Hervé Morin, président de la région Normandie,et Xavier Bertrand, président de la région Hauts-de-France - ALCE



“C’est une étude sans concession concernant les attentes des marques vis-à-vis du lin: à nous de les entendre et de les intégrer”, estime Marie-Emmanuelle Belzung, déléguée générale de l’Alliance, pour qui le plus gros chantier de filière sera d’aligner les enjeux individuels et collectifs. Un travail par lequel, pour la cheffe d’orchestre de l'organisme européen, la filière lin peut, par sa structure et ses certifications, faire école parmi les matières textiles. "Nous pouvons faire du lin et du chanvre la référence internationale au niveau des matières pour le textile-habillement", insiste la responsable.
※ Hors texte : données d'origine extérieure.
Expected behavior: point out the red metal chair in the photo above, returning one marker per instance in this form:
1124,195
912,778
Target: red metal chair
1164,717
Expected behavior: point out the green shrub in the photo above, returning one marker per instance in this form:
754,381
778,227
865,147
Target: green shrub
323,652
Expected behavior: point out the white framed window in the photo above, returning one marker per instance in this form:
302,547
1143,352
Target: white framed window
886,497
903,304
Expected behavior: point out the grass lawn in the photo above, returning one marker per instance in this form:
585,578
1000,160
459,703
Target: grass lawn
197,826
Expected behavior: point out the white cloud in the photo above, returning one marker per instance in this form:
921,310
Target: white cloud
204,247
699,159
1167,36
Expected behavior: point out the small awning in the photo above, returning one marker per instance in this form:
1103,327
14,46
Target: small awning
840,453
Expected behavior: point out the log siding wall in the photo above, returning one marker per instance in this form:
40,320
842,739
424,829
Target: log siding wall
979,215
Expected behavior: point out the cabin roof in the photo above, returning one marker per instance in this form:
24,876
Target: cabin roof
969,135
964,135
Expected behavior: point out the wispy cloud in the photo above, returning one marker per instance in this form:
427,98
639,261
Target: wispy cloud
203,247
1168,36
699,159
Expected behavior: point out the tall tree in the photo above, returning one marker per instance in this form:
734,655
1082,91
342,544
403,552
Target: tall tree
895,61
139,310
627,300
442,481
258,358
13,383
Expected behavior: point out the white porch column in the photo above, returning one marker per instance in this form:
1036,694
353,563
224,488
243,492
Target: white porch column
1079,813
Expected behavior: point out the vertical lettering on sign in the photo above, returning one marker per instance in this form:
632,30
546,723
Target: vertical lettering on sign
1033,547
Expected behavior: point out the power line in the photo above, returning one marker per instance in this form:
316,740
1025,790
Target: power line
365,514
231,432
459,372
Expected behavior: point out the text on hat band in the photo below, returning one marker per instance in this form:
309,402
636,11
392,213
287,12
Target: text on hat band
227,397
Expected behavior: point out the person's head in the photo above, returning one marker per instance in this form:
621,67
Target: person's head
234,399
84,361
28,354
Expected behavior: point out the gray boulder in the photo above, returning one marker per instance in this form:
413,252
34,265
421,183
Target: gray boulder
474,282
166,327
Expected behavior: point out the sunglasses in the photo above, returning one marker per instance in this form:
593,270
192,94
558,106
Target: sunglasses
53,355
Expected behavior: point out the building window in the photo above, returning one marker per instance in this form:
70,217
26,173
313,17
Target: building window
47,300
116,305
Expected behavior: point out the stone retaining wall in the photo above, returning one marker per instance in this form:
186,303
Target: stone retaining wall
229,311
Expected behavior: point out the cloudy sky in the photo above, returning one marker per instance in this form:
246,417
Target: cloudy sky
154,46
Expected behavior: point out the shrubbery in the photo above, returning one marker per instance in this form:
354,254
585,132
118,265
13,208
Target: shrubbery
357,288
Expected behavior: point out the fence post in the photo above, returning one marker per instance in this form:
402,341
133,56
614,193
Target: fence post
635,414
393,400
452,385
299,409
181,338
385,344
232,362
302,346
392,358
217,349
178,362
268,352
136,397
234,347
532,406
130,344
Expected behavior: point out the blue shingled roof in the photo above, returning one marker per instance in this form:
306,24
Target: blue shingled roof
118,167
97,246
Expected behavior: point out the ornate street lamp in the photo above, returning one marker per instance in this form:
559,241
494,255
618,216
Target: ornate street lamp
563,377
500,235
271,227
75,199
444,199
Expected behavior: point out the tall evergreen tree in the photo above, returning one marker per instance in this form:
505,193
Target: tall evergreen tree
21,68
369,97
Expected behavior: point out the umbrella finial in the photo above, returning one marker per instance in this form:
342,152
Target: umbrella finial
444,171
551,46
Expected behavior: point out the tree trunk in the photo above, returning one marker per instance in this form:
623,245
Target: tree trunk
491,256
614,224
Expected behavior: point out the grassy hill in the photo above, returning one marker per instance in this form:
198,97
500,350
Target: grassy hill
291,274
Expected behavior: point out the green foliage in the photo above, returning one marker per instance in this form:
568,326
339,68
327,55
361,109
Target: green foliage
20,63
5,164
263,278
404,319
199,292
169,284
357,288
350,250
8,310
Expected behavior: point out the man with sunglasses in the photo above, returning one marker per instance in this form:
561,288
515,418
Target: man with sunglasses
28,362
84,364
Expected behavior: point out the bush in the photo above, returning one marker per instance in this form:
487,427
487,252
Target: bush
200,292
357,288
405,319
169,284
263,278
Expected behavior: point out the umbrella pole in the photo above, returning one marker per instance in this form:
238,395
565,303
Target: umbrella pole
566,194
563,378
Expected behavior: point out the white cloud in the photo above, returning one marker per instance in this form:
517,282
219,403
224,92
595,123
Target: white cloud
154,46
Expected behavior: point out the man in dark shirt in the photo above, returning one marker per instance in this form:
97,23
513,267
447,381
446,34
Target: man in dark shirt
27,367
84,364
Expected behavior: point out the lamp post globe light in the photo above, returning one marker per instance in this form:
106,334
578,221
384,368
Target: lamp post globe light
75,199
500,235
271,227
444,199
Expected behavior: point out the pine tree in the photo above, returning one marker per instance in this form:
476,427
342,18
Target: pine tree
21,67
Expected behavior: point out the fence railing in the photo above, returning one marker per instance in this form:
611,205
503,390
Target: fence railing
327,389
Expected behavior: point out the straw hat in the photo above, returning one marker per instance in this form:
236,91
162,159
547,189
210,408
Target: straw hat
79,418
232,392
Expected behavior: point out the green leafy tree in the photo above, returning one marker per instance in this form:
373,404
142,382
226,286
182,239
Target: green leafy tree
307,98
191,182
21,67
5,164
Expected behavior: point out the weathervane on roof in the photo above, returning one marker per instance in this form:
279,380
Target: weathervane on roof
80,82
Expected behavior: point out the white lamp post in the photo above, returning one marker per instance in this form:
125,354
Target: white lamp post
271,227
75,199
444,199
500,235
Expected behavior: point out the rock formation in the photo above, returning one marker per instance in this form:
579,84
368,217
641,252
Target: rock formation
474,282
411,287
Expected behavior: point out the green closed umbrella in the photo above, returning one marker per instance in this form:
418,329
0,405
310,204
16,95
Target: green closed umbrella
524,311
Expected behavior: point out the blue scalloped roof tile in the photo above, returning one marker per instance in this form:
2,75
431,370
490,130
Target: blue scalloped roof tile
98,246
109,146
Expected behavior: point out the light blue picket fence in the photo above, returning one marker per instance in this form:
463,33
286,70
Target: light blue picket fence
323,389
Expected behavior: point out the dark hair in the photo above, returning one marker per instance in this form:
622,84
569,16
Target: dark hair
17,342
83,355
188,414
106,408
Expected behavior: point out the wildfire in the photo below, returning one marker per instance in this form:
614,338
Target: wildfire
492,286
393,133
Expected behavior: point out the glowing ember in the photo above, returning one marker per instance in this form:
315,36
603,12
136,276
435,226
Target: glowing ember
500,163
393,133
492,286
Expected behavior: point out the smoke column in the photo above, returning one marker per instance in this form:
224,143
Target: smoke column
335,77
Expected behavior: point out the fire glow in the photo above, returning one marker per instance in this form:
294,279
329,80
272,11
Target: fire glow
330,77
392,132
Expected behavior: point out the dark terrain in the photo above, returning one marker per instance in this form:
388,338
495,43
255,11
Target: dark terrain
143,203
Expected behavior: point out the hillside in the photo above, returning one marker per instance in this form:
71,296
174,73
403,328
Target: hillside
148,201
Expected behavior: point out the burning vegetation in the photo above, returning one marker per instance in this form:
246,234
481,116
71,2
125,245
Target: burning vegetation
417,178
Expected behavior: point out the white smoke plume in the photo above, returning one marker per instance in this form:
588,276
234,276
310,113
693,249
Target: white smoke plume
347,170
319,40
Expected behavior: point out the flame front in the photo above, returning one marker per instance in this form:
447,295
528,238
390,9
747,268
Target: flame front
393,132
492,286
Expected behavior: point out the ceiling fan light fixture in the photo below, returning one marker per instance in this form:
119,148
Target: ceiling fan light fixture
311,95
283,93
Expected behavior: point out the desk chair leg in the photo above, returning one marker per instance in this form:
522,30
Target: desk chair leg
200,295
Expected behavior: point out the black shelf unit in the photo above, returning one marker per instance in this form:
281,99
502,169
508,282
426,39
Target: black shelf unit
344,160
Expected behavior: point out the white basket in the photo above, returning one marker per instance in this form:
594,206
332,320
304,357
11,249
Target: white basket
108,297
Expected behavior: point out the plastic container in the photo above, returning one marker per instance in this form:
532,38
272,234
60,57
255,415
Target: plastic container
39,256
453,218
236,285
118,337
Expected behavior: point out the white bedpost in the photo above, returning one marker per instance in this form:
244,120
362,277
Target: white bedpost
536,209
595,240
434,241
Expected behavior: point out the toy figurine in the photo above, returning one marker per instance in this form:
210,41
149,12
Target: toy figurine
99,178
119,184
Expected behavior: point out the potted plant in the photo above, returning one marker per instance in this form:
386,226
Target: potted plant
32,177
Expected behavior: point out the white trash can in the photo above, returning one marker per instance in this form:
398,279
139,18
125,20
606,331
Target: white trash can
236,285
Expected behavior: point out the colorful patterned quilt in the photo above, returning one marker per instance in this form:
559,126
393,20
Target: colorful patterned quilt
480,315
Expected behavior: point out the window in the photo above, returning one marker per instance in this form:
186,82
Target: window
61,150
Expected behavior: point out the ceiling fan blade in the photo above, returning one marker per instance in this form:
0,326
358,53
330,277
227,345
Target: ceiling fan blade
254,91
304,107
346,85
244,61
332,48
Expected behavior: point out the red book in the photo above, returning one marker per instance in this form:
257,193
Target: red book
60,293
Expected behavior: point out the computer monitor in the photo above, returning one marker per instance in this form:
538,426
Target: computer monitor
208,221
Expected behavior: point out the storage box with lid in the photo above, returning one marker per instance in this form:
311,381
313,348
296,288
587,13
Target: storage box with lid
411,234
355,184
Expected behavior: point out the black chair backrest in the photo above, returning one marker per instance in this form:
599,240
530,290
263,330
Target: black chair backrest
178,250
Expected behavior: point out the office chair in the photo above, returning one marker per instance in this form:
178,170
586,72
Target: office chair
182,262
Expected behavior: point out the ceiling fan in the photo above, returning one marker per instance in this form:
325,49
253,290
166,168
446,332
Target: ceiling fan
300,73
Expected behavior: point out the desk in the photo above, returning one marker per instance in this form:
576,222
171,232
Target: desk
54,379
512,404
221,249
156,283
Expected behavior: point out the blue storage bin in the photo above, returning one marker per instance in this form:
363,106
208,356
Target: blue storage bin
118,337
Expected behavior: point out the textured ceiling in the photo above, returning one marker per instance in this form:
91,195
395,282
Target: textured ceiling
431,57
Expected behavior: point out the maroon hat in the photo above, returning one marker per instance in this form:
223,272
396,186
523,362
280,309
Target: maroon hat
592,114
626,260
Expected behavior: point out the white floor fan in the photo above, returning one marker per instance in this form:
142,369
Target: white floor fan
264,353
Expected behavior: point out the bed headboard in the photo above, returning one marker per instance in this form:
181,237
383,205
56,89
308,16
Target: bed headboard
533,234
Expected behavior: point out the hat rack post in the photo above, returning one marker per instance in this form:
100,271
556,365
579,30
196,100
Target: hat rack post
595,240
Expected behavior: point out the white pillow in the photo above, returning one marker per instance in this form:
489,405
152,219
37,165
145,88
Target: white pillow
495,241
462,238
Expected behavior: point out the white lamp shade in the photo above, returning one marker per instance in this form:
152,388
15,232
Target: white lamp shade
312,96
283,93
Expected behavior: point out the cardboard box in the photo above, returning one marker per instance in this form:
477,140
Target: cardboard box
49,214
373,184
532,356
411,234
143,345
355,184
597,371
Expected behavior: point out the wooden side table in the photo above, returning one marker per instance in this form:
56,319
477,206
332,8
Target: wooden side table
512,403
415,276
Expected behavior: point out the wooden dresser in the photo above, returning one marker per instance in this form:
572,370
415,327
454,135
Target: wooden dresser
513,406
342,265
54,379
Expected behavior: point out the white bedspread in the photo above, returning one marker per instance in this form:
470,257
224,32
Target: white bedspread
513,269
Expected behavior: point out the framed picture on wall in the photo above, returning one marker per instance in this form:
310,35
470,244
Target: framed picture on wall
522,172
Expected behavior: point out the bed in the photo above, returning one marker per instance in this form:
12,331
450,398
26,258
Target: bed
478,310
La filière européenne du lin et du chanvre représente quelque 10.000 entreprises installées dans seize pays d'Europe. Peu consommateur d'eau et sobre en intrants, le lin est presque exclusivement produit sur une bande côtière allant des Pays-Bas à la Normandie. "En tant que Normand, c’est difficile à dire, mais je pense qu’il faudrait y associer les Bretons", sourit Hervé Morin, récoltant des applaudissements en évoquant le récent appel à manifestation d’intérêt (AMI) “Protéines et filières d’avenir”, dans lequel le lin joue un rôle central.